As a North Carolinian, I am embarrassed to say I had no idea our state’s pro female soccer team, the North Carolina Courage, won the NWSL Championship over second-seeded Portland Thorns FC in September. I also didn’t know the Courage had a historic series of wins and broken records in 2018, including the Women’s International Champions Cup, the NWSL Shield and the NWSL Championship. It took LA-based comedian, Lisa Best, to educate me.

“I bet there are sports fanatics in your city who don’t even know the team exists,” she observes. “That baffles me. I find that funny … and also pathetic.”
Best hopes to help give a voice to female athletes, who deserve representation as much as their male counterparts. So, she is currently developing a TV show, “Lady Balls,” about a pro women’s soccer team. It follows a female team whose hard work and heroic teamwork goes unnoticed by the public.
“It’s being executive produced by Ben Stiller’s company and overseen by Abby Wambach, my childhood hero,” Best notes. “I’m so excited about it. It’s so funny and dark and interesting. . . . I’ve put my blood, sweat and tears into the project. All I want right now is for it to get made.”
Sports isn’t the only arena in which women have to fight for attention. Comedy hasn’t always balanced the scales between genders either. Yet, in coming weeks Wilmington will have a chance to catch three funny femmes in a row: Best (November 2-3), DeAnne Smith (November 9-10), and Erica Rhodes (November 16-17). They will perform at Dead Crow Comedy Room in downtown ILM.
“There’s always been a lot of female comedians,” Best clarifies. “But it seems like more and more places are starting to understand how unique voices are a good way to make their venue interesting. Hopefully, more places will follow in Dead Crow’s footsteps. It’s such a well-known club among comedians, and other venues will want to be cool like Dead Crow.”
Best is a natural performer. She always had to be. Growing up with two older brothers, who seemed to excel where she did not, Best always told jokes to get attention as child.
“They were the ‘smart ones,’ I was the one with the ‘personality,’” she quips. “The day my oldest brother got a perfect score on his SATs, I got stuck in a futon. If that paints the picture. So at the dinner table, I couldn’t really brag about my academic accomplishments. Nothing could compare to what my bros did. So I just would tell dumb jokes. And that’s what got me addicted to the laughs. It’s a drug. I wanted more of it. So that’s when I started to get thirsty for the stage. (Does that sound like I want to have sex with the stage?)”
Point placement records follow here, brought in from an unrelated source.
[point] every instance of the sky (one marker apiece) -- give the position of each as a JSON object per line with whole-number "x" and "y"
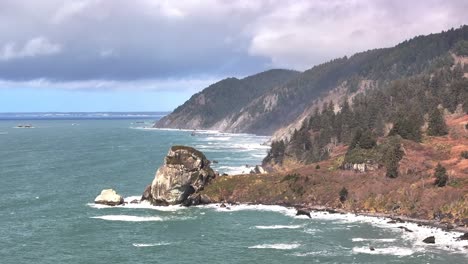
{"x": 152, "y": 55}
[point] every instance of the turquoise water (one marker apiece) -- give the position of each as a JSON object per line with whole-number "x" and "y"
{"x": 51, "y": 174}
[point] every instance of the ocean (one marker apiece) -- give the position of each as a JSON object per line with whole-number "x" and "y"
{"x": 50, "y": 175}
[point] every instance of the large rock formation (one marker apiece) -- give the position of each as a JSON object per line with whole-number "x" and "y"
{"x": 185, "y": 172}
{"x": 109, "y": 197}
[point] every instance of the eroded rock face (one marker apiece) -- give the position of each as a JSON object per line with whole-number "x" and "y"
{"x": 185, "y": 172}
{"x": 109, "y": 197}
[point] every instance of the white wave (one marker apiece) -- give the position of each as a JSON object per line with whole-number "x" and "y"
{"x": 129, "y": 218}
{"x": 254, "y": 207}
{"x": 217, "y": 138}
{"x": 233, "y": 169}
{"x": 276, "y": 246}
{"x": 359, "y": 239}
{"x": 444, "y": 240}
{"x": 140, "y": 205}
{"x": 151, "y": 244}
{"x": 279, "y": 227}
{"x": 396, "y": 251}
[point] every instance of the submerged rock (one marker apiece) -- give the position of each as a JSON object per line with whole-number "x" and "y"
{"x": 303, "y": 212}
{"x": 463, "y": 237}
{"x": 406, "y": 229}
{"x": 109, "y": 197}
{"x": 185, "y": 172}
Best’s standup is often anecdotal about anything from familial affairs, her dogs or about coming out as bisexual. Though her sexuality was hard to talk about on stage at first, she would note in her routine how being bi incited an unspoken “distrust” from both LGBTQ and hetero folks.
“Each side thinks you’re a spy, giving away their secrets,” she quips as part of her routine. “They thought I was just going through ‘a phase.’”
It was hard for Best to work through while in the throes of touring. The talking points from her friends and family confused her.
“I had never liked a girl before, so the more people who told me I was just ‘experimenting’ made me not trust myself,” she admits. “Then I’d start to doubt myself in other ways, like, ‘Do I like Oreos? Maybe I just like the idea of Oreos. I’ve never liked chocolate, so why now? It’s all lies!’”
Even less representation of bisexual women exists on the comedy circuit, so sometimes the women are less open to write their personal stories into sets for fear of skeptical pushback. More so, it chips away at relatability—something imperative for comedians to connect with audiences. Audiences won’t laugh when they’re pre-occupied with apprehension.
“So the trick is to almost comment on what the audience is thinking,” Best says. “I was lucky to figure out a way to talk about [being bi] while also addressing the skepticism. I hope more bi/queer comedians talk about it, too, because it’s a thing a lot of people are. I get audience members thanking me all the time for talking about their struggle. So comedians need to step up, I think.”
Best has since learned to listen to herself more. Also, she doesn’t believe other people’s opinions as complete truth. “I can fall for a person,” she says with 100 percent certainty, “and I can love Oreos. . . . now that time has passed, I can process it better. I think I’ll be able to dig into my brain and remember some of the weird stuff people said and talk about it on stage now. That will probably be the easiest way to heal from it all, actually.”
She also uses her platform to work out the other bizarre occurrences she endures in life. In July 2018 she appeared on “The Late Night Show with James Corden” to detail how a male friend unfriended her:
“He accused me of ‘friend-zoning,’” she recounts. “In case you’re not familiar, ‘friend-zoning’ is a term used to describe a girl when she exercises free will.”
In the end the experience made her laugh. The laughter eventually made it into her act, too.
“It might take a few tries ‘til the audience finds it funny, too,” she says, “but, eventually, I’ll get there. The trick isn’t saying things that are funny. To me the trick is getting the audience to understand why something is definitely funny.”